Maybe it sounds strange to have had mentors who were kids, but I admired the dedication and character of Steve and Craig and I know that having them around helped keep me out of some of the more serious trouble I could have found.
One great example was when I wanted to go to the same summer basketball camp as Steve. There are all kinds of clinics all over the city for hoops skills, and the one that Steve was going to was for eighth grade and under, so I was too old for it. But I knew that when I stuck with Steve, things were good. So Tony made a phone call to someone he knew working the camp and they let me in.
It was really a good thing they did because the week I was attending that clinic, the group of neighborhood guys I sometimes hung out with got caught for stealing a Cadillac from an old couple near the hospital, and they had several thousand dollars of stolen cash in the car, too. When the police were questioning them, someone said that I had been with them. But when the cops did a little digging, they found out that I’d been at the basketball camp and couldn’t have been involved in the theft. I’d like to think I wouldn’t have taken part anyway, but it was valuable to have people who could confirm that I had been running drills in the gym when the car was stolen.

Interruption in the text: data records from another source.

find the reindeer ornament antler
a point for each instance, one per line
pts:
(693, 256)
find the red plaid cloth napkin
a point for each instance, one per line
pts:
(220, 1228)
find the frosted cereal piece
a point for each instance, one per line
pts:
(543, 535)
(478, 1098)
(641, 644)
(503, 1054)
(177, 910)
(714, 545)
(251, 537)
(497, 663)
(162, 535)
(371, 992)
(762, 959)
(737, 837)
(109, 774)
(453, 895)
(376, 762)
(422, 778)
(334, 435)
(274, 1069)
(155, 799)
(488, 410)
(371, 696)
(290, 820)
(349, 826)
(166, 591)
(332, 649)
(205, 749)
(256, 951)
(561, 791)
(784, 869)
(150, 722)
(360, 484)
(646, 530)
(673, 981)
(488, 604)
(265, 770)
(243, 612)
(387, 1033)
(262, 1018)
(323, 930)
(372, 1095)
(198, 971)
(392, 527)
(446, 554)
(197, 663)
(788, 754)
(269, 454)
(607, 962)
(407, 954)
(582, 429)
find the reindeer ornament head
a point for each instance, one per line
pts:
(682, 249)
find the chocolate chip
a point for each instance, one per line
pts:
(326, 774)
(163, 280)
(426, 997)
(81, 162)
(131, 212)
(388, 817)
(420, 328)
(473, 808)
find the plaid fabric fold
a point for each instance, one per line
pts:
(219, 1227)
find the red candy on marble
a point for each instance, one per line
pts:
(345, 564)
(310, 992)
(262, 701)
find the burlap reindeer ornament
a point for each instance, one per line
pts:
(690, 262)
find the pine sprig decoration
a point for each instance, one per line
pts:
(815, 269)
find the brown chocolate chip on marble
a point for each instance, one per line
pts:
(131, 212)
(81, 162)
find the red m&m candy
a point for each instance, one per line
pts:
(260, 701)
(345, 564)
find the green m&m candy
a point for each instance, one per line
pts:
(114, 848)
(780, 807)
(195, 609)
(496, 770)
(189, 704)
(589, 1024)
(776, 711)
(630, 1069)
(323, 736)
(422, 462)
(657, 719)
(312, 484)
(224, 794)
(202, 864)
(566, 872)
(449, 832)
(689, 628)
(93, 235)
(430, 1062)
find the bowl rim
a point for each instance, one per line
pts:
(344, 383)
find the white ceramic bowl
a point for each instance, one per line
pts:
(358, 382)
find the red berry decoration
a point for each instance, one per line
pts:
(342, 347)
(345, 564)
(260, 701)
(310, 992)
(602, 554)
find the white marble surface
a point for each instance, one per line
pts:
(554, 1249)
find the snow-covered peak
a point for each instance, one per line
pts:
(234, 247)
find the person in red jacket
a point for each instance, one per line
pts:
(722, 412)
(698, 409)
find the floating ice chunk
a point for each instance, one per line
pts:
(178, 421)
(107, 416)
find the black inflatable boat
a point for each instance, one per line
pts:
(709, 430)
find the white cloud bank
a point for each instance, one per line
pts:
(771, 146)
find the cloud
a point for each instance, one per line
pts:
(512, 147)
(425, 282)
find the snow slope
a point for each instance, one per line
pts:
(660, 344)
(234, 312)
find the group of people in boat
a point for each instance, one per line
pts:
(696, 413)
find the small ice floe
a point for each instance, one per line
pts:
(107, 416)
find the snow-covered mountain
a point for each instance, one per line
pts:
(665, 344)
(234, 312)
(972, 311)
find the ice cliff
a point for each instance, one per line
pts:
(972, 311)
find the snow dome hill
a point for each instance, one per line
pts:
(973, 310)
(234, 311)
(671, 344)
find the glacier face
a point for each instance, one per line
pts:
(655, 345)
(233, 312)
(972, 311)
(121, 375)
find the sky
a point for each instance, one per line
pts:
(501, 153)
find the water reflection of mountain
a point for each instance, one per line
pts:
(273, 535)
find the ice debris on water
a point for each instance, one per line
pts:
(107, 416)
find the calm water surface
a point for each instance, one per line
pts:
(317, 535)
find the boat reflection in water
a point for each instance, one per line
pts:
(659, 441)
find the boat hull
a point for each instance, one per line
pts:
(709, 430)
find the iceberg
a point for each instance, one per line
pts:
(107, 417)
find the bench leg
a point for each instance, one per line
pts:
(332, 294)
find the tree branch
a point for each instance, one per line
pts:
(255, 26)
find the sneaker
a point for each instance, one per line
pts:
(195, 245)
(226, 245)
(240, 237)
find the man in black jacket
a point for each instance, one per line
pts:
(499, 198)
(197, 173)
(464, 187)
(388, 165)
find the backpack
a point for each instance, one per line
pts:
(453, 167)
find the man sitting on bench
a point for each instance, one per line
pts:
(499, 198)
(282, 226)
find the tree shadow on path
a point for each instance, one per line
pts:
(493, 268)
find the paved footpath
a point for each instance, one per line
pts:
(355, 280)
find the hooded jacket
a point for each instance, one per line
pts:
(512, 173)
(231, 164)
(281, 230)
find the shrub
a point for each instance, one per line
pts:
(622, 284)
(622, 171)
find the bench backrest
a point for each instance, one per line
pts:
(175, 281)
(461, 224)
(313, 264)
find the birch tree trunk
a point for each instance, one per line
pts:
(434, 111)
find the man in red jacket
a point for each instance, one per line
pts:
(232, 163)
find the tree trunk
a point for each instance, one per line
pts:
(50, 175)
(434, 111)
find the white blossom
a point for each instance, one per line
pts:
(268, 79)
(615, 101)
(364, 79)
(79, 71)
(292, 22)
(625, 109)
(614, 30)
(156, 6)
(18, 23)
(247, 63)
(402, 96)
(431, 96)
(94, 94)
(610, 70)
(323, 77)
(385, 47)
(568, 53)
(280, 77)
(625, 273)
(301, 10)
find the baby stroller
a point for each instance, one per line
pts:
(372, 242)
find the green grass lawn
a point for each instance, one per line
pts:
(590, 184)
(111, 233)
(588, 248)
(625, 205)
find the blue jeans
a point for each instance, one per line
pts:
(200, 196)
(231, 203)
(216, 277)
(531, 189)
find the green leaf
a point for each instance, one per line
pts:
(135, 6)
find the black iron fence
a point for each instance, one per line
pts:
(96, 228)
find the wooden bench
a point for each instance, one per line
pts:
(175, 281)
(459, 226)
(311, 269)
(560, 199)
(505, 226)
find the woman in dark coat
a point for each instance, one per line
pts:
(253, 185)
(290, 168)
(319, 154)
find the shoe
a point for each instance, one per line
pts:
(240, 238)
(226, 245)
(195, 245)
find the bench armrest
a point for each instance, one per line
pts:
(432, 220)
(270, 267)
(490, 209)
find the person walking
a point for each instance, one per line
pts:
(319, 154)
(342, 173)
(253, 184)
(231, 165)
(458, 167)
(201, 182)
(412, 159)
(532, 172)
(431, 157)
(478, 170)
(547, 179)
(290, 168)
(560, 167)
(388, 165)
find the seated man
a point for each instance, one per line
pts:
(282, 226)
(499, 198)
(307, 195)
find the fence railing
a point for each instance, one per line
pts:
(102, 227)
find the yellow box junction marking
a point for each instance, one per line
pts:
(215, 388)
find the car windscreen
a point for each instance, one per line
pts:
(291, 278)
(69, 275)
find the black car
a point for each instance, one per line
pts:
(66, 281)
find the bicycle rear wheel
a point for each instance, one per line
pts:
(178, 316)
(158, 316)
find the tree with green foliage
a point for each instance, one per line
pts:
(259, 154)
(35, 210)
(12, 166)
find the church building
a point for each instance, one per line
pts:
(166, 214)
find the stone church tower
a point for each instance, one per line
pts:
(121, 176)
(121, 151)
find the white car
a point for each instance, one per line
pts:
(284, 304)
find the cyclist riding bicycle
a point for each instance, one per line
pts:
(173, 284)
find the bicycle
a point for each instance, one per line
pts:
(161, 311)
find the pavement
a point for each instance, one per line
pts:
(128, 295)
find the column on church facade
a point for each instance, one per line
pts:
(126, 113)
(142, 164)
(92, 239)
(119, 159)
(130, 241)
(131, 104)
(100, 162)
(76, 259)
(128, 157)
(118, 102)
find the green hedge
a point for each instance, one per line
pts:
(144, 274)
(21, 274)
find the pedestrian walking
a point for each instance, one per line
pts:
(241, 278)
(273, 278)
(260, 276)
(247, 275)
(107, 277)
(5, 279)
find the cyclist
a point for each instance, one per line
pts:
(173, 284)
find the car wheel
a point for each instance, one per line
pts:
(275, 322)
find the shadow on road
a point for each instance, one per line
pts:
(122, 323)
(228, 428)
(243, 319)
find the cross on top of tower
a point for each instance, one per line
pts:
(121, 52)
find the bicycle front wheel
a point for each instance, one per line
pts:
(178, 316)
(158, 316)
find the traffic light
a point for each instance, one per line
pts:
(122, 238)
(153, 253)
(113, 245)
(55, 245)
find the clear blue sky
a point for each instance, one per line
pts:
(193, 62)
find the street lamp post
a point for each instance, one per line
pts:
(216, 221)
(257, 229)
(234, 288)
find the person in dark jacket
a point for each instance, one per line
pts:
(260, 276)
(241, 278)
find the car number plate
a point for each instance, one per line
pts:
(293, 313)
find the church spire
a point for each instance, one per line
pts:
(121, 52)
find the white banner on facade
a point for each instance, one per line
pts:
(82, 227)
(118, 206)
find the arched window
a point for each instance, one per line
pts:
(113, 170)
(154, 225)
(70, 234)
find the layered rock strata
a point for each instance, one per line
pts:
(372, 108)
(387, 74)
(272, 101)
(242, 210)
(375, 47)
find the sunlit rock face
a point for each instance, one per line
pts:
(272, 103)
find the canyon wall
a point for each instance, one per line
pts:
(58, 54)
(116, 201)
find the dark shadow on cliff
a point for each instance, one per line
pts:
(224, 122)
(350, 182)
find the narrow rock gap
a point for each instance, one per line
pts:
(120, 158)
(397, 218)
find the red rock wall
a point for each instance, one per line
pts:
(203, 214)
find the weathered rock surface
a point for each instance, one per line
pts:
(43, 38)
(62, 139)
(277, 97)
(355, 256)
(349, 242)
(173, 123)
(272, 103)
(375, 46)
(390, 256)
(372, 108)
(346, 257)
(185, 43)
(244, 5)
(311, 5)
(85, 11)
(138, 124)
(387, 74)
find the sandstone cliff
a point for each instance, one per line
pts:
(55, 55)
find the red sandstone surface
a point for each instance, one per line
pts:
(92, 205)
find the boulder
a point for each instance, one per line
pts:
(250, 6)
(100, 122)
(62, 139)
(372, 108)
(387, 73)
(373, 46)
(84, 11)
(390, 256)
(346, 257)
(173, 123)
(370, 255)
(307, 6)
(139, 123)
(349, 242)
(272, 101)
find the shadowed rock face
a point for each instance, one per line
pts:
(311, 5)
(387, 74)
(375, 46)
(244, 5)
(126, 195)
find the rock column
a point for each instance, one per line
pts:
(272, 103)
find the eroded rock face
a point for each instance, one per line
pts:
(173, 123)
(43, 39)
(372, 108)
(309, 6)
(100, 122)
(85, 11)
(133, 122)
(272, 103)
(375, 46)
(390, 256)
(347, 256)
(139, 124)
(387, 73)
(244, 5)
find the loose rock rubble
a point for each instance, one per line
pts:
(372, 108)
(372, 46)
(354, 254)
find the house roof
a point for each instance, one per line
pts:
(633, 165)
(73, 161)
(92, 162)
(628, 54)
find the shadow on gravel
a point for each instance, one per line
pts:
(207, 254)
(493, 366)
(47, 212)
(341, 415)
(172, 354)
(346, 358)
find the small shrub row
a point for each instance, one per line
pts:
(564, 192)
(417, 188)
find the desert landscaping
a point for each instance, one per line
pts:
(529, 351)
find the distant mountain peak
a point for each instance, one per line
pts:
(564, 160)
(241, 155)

But it wasn’t just my company that I had to watch. My attitude needed some work, too. At one camp the next summer, right before my tenth-grade year, I got so fed up with the refs blowing the whistle on me when I was sure I hadn’t fouled anyone that I finally snapped and started cursing up a storm, then I stormed out of the gym and started walking home. Unfortunately, the camp was about eight or nine miles from where I was living, but I didn’t care. I was so steamed that I’d rather walk that far than spend any more time with those refs and coaches.
It was toward the end of the day and Big Tony had driven over to pick up Steve and me, but when he heard what happened, he got back in his car and drove down the route he figured I’d take to get home. Sure enough, he found me trudging down the sidewalk, still mad and still fed up with the world. “Get in the car, Mike,” he ordered as he pulled over. “We have to talk.”
The rest of the drive, he told me how I needed to get control over my language and my emotions if I was going to succeed in school and life. He told me that there would always be refs who would call fouls on me just because of my size, but I had to deal with that and just be a better player so that it would be harder for them to do that.
The more I thought about Tony’s lecture, the more I realized he was right. It occurred to me that I’d been reacting the way I had always seen people react—explosive, angry, obscene. But I had to learn how to do better if I wanted to
be
better. I had tried hard to make smart decisions on my own, but I needed reminders to keep me on track. I started looking around me and I realized that every time I had a bad attitude or lost my temper, I was just living up—or down—to the level of expectation that people had for me.
When you’re a poor kid from the inner city, most people already have their minds made up about who you are and what you can or can’t do. Every time you slip up, lash out, slack off, or sulk, you’re just playing into their hands by acting like the stereotype they’ve already decided you are. Too many people have already labeled you as a “bad kid” in their minds, and if you curse or pout or act up, you’re just letting them think that’s all there is to you—that you’re just one-dimensional, that what they see on the surface is all there is to see.